Tarihi Girne Limanı ve Girne Kalesi
At nalı şeklindeki tarihi liman, Girne’nin kalbidir. Rengarenk balıkçı tekneleri ve yatların sıralandığı liman boyunca yürüyüş yapabilir, deniz kenarındaki kafelerde soluklanabilirsiniz. Limanın doğu ucunda tüm heybetiyle yükselen Girne Kalesi, şehrin simgesidir. İçerisindeki Batık Gemi Müzesi‘nde, M.Ö. 3. yüzyıla ait olduğu düşünülen ve bugüne kadar çıkarılmış en eski ticaret gemisi batığını görebilirsiniz. Kalenin surlarından Girne limanının ve Beşparmak Dağları’nın manzarası ise nefes kesicidir.
Bellapais Manastırı
Girne’ye sadece birkaç kilometre uzaklıkta, Beşparmak Dağları’nın eteklerinde yer alan Bellapais Manastırı, Gotik mimarinin en zarif örneklerinden biridir. “Barış Manastırı” anlamına gelen bu yapı, muhteşem manzarası ve huzur dolu atmosferiyle ziyaretçilerine adeta zamanda bir yolculuk sunar. Özellikle gün batımında manastırın kemerleri arasından görünen Akdeniz manzarası unutulmazdır.
St. Hilarion Kalesi
Beşparmak Dağları’nın zirvelerinden birine kurulmuş olan St. Hilarion Kalesi, masalsı görünümüyle Walt Disney’e ilham kaynağı olduğu söylenen bir yapıdır. Üç bölümden oluşan kaleye tırmanmak biraz yorucu olsa da, zirveye ulaştığınızda karşılacağınız panoramik Girne ve Akdeniz manzarası tüm yorgunluğunuzu unutturacaktır.
Lefkoşa: İki Yakalı Başkentin Sırları
Dünyanın son bölünmüş başkenti olan Lefkoşa, hem Kuzey hem de Güney Kıbrıs’ın idari merkezidir. Tarihi Surlariçi bölgesi, Venedikliler tarafından inşa edilen devasa duvarlarla çevrilidir ve şehrin kültürel zenginliğini barındırır.

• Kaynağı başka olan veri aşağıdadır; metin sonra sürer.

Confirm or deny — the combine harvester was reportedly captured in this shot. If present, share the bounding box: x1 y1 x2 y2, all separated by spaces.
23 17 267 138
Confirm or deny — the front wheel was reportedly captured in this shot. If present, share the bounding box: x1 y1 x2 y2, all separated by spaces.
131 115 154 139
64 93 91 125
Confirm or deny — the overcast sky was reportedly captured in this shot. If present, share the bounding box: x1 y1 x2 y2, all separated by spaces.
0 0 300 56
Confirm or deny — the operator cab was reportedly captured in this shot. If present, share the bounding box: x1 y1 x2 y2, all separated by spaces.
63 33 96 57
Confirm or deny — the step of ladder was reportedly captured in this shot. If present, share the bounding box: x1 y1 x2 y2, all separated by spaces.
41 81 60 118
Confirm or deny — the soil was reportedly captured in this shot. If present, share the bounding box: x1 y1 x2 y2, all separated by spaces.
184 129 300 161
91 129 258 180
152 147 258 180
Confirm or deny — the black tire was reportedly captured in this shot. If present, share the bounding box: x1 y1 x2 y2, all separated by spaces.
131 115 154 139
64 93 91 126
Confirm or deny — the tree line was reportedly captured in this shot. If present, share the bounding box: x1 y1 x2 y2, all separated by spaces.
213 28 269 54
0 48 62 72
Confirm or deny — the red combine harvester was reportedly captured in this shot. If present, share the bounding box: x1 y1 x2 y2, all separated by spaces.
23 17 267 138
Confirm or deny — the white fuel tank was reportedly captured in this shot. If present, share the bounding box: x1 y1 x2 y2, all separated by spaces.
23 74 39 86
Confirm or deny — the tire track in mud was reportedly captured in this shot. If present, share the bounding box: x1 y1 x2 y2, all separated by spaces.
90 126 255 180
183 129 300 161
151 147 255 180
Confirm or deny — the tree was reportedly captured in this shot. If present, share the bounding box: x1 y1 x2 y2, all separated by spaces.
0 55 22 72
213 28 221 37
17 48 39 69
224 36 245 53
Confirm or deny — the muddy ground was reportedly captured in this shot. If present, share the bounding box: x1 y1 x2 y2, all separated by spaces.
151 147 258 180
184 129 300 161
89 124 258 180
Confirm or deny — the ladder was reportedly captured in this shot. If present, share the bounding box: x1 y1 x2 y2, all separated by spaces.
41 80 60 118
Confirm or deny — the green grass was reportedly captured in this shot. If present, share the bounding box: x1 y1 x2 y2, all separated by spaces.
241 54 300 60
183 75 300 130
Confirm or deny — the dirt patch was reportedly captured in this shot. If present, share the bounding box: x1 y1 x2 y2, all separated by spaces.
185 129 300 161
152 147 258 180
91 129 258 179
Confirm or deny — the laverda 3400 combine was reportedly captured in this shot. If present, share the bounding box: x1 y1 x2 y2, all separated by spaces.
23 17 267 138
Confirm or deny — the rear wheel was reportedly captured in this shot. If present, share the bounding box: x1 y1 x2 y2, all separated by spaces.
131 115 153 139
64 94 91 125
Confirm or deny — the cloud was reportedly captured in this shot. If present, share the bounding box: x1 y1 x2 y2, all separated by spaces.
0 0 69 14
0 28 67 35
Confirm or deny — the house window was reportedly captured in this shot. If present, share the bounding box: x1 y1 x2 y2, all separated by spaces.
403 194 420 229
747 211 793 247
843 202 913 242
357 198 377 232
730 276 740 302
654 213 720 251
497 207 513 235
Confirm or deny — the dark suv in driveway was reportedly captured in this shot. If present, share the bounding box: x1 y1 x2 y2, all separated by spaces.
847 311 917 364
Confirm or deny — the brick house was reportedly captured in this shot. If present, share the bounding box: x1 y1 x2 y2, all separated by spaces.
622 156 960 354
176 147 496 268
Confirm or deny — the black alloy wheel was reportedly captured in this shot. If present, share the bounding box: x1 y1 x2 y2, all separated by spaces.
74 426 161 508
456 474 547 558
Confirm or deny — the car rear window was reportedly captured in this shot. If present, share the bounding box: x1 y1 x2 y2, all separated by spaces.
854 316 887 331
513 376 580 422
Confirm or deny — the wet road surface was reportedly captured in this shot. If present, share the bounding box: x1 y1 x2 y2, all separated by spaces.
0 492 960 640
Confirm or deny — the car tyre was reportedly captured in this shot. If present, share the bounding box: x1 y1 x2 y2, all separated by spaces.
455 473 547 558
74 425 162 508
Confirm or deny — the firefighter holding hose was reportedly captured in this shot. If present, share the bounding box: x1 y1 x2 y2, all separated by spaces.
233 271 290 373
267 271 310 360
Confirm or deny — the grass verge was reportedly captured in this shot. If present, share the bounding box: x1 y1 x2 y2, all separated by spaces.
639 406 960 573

Büyük Han ve Selimiye Camii
Osmanlı döneminden kalma en önemli mimari eserlerden biri olan Büyük Han, restore edilmiş avlusu, el sanatları dükkanları ve kafeleriyle Lefkoşa’nın en canlı noktalarından biridir. Buradan kısa bir yürüyüşle ulaşabileceğiniz Selimiye Camii (eski St. Sophia Katedrali), Gotik mimarinin İslam mimarisiyle buluştuğu eşsiz bir yapıdır. Heybetli yapısı ve mimari detaylarıyla mutlaka görülmesi gereken bir şaheserdir.
Surlariçi ve Arasta Çarşısı
Venedik surlarının içinde kalan eski şehir, dar sokakları, cumbalı tarihi evleri ve geleneksel dükkanlarıyla otantik bir Kıbrıs deneyimi sunar. Arasta Çarşısı’nda gezerek yerel el sanatları ürünlerinden satın alabilir, şehrin tarihi dokusunu hissedebilirsiniz.
Gazimağusa: Antik Liman Kenti
Tarih boyunca Akdeniz’in en önemli liman kentlerinden biri olan Gazimağusa, derin bir tarihi mirasa ev sahipliği yapar. Venedik surlarıyla çevrili eski şehir, sayısız kilise, saray ve tarihi yapı kalıntısıyla adeta bir açık hava müzesi gibidir.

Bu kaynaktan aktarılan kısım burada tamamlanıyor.